現在のJR香椎駅前の商店街。奥に西鉄電車(貝塚線)の高架が見える。


『点と線』といえば、東京駅13番線プラットフォームでのトリックである。「4分間の空白」は、事件の解明以上に読者に鮮烈な印象を与えた。東京駅13番線プラットフォームは、物語の冒頭、お時が目撃される「日常風景」として描かれる。そして物語は、このJR(物語では国鉄)と西鉄の2つの香椎駅付近の場面へと接続する。
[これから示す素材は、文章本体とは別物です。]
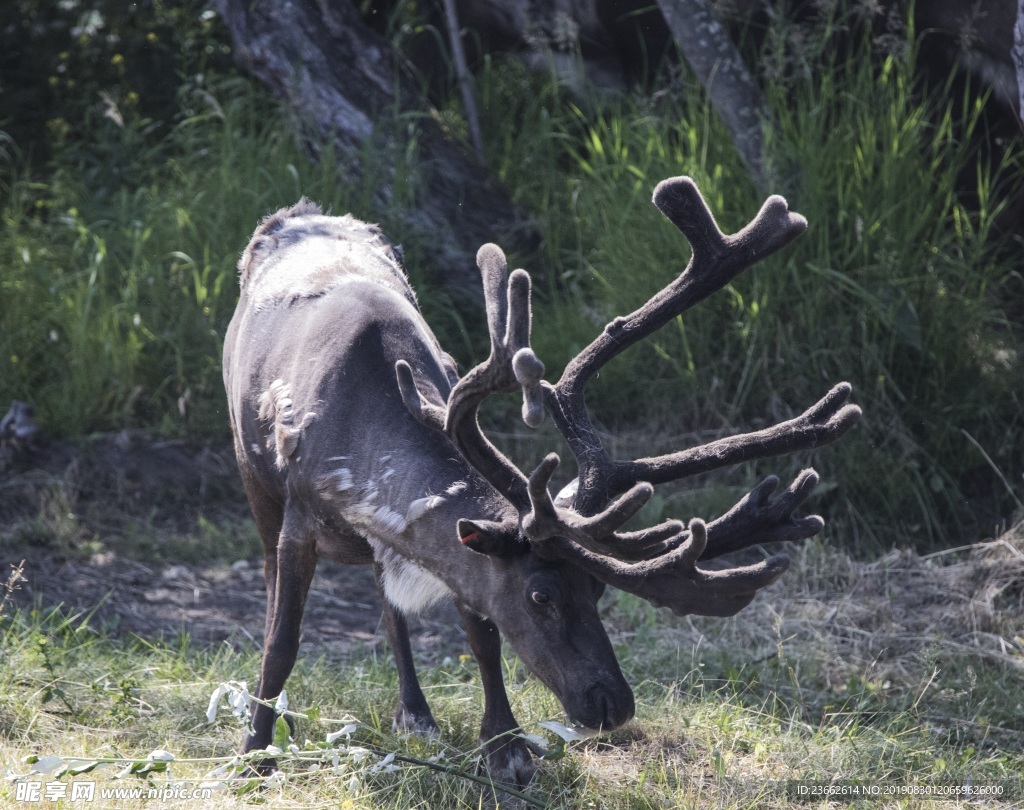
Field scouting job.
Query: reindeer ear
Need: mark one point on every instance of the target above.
(486, 537)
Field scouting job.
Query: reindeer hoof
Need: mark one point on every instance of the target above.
(422, 724)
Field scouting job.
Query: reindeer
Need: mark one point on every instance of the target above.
(357, 440)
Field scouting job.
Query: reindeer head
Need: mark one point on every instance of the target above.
(558, 554)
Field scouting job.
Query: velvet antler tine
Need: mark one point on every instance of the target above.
(494, 272)
(822, 423)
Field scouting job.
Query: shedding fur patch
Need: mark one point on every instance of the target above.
(275, 405)
(407, 586)
(421, 506)
(300, 253)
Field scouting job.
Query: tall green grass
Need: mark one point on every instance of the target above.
(119, 267)
(895, 287)
(118, 272)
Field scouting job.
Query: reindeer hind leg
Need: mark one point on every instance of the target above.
(292, 564)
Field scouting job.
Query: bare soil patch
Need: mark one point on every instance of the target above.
(67, 510)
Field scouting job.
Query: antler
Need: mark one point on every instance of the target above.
(656, 563)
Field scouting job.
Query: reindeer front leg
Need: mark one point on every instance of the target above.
(413, 713)
(508, 759)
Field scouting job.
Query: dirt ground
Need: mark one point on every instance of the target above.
(858, 616)
(169, 484)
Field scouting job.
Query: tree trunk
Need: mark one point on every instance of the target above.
(339, 76)
(717, 64)
(1017, 53)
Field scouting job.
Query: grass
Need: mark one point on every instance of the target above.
(897, 286)
(118, 271)
(854, 676)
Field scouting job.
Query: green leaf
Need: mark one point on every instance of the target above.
(282, 733)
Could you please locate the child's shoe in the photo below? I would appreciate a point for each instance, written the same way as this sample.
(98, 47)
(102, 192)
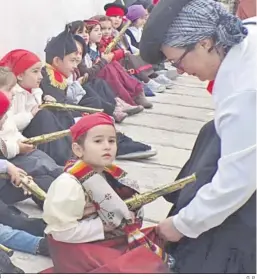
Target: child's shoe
(162, 79)
(155, 86)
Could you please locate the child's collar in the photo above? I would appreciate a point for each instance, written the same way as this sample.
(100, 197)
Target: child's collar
(57, 79)
(93, 46)
(82, 170)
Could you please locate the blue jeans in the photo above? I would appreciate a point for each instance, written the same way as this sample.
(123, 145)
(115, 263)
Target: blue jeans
(18, 240)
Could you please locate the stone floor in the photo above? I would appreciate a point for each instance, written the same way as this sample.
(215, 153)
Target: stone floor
(171, 127)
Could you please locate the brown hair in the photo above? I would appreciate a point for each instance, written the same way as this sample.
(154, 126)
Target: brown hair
(7, 78)
(102, 18)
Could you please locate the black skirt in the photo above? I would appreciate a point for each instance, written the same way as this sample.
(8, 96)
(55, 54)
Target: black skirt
(46, 122)
(228, 248)
(99, 95)
(38, 165)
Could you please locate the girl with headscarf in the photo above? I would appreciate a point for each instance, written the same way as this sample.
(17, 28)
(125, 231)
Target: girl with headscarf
(134, 64)
(27, 98)
(212, 227)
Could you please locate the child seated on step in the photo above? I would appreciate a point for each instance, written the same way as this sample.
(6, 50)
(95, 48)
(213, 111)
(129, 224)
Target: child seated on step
(86, 214)
(93, 84)
(142, 70)
(82, 92)
(30, 119)
(34, 162)
(61, 53)
(126, 88)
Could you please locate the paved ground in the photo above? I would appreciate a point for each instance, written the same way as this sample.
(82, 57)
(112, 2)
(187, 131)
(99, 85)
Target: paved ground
(171, 127)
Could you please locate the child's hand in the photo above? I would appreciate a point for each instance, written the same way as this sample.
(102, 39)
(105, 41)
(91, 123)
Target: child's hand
(14, 173)
(35, 110)
(89, 210)
(108, 228)
(25, 148)
(49, 99)
(83, 79)
(108, 57)
(133, 216)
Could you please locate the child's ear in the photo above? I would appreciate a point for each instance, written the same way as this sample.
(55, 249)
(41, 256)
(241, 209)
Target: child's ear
(77, 150)
(20, 77)
(56, 61)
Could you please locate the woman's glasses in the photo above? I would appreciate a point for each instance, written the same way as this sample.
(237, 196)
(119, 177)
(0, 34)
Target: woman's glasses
(178, 62)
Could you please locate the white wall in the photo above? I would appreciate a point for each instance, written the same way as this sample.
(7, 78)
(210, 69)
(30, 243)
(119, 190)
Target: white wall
(28, 24)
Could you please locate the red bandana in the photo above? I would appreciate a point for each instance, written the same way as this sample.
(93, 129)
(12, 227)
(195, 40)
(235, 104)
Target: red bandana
(88, 122)
(19, 60)
(210, 86)
(115, 11)
(4, 104)
(91, 22)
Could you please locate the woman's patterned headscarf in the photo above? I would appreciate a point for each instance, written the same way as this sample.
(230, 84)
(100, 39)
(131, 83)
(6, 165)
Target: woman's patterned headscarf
(201, 19)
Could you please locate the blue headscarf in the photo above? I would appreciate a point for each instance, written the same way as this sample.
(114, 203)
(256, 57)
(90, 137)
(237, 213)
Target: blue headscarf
(201, 19)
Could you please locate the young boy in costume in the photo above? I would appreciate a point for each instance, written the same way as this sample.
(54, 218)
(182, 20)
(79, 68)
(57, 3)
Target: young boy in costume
(58, 68)
(29, 118)
(86, 214)
(35, 162)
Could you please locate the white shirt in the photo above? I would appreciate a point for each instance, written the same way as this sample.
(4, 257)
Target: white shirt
(234, 183)
(9, 137)
(22, 104)
(63, 207)
(137, 33)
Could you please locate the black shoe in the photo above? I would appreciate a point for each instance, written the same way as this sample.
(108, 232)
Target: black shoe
(6, 265)
(43, 248)
(132, 150)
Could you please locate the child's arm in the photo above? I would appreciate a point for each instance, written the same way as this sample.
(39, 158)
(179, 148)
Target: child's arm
(94, 70)
(64, 212)
(3, 166)
(133, 49)
(19, 240)
(75, 92)
(118, 54)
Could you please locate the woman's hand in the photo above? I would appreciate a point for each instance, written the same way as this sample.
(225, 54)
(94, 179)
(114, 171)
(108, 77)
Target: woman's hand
(49, 99)
(35, 110)
(108, 57)
(14, 173)
(25, 148)
(167, 231)
(133, 216)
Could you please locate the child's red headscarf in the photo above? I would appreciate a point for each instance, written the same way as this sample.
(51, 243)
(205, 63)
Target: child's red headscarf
(19, 60)
(210, 86)
(4, 104)
(88, 122)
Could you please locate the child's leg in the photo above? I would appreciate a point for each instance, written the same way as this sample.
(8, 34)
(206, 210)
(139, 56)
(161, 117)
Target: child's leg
(93, 99)
(19, 240)
(30, 225)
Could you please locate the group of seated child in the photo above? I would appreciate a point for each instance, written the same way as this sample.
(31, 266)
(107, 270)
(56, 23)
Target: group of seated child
(78, 70)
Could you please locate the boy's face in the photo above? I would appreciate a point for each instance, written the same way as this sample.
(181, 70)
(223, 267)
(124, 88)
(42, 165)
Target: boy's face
(116, 21)
(106, 28)
(67, 65)
(140, 22)
(95, 35)
(7, 89)
(79, 52)
(100, 147)
(32, 77)
(2, 121)
(84, 34)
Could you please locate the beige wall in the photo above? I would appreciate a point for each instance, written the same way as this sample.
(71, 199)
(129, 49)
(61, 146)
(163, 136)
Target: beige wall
(28, 24)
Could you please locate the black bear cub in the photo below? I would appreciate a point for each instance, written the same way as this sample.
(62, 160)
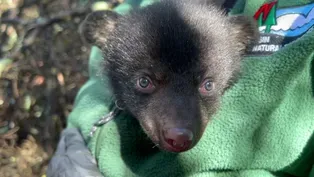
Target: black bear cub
(170, 62)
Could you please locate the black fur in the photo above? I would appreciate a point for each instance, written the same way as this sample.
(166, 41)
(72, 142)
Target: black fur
(178, 44)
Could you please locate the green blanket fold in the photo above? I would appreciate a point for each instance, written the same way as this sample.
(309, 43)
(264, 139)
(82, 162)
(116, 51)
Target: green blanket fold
(264, 128)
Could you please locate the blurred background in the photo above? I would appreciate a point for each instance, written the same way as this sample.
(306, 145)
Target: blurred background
(43, 63)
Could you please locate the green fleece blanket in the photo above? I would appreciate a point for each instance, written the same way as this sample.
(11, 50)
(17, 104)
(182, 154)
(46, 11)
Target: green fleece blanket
(264, 128)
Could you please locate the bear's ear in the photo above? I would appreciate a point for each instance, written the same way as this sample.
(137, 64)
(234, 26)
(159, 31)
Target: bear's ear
(97, 26)
(245, 29)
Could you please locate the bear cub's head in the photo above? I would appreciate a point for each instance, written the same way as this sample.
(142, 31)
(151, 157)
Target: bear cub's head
(169, 64)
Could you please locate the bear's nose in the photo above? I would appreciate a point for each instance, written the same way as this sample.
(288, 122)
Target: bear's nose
(180, 139)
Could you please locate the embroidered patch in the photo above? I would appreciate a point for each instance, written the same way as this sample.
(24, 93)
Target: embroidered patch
(279, 27)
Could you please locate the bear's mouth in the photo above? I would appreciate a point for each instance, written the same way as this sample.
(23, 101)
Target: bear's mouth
(170, 146)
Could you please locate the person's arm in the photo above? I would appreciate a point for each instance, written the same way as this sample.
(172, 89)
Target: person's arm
(72, 157)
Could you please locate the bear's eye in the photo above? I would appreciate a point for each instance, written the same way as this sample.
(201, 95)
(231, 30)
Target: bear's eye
(145, 85)
(206, 87)
(144, 82)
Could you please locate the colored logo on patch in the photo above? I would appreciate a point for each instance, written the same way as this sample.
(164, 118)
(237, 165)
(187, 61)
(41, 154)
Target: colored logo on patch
(289, 22)
(266, 15)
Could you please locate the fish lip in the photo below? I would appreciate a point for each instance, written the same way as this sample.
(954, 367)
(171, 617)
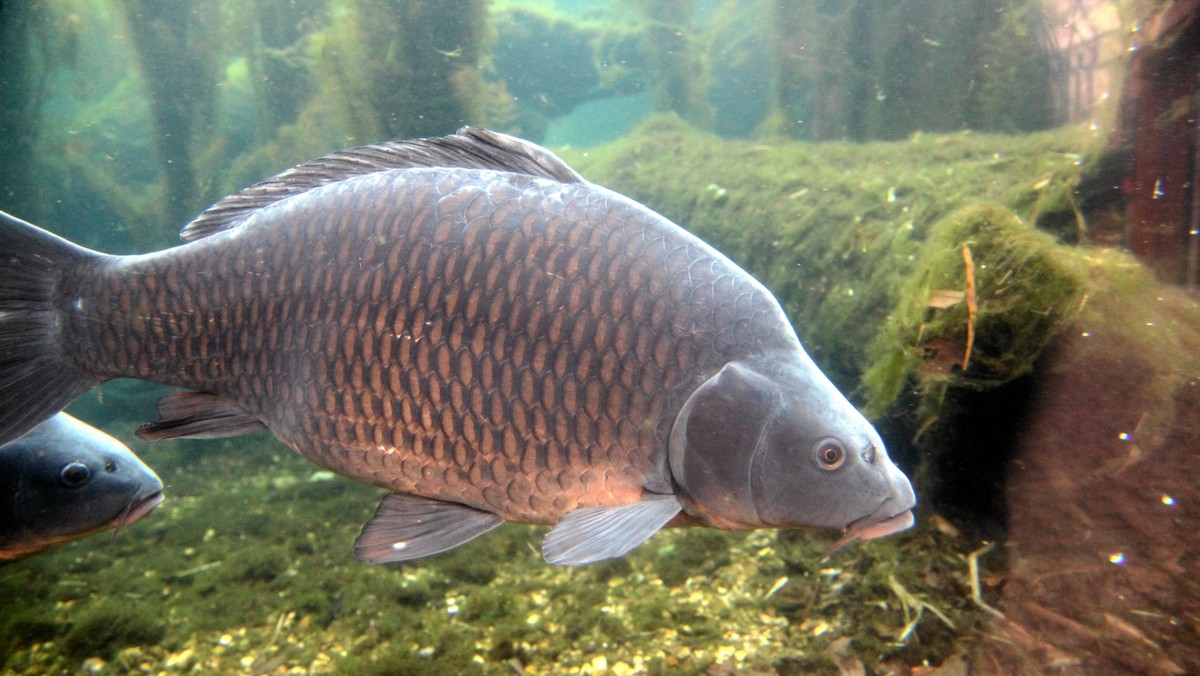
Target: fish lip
(883, 521)
(139, 508)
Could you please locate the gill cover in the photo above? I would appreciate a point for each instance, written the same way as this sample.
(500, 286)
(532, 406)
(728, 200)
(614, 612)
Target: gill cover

この香椎の地でで松本清張は物語を動かす。捜査に当たった福岡県警の鳥飼刑事が感じた疑問を通じて、お時が殺害されたという事件性の流れを生みださせている。そして読者に再び東京駅13番線プラットフォームに目を移させる構成をとっている。

香椎での場面を間に挟むことで「日常風景」だった東京駅13番線プラットフォームの目撃は、何者かの介入の意図へと変化する。そして「アリバイトリックの舞台」へと昇華するのである。この巧みな構成によって展開される物語は、自然なリズムで作品の世界へ入ることを可能にしている。

佐山とお時の遺体が発見された香椎海岸。対岸は埋め立てられ人工島となっている。

清張作品の魅力は、構成力の高さにある。松本清張は、『点と線』の構成の基本ラインを「アリバイ崩し」に特化させている。それは、強く印象付けられる東京駅のアリバイトリックの「残像」を長く保つ為である。

清張作品に共通するこの高い構成力は、物語の構造解析を可能にする。そのため物語の構成を維持しながら、作品にしたいという映像作家たちの意欲を喚起させた。これまで多くの清張作品が映像化されたことは、そこに理由がある。そしてその理由は、現在の映像作家にも引き継がれている。設定を現代に移植し、私達を楽しませてくれる原動力は、清張作品の高い構成力にあると言える。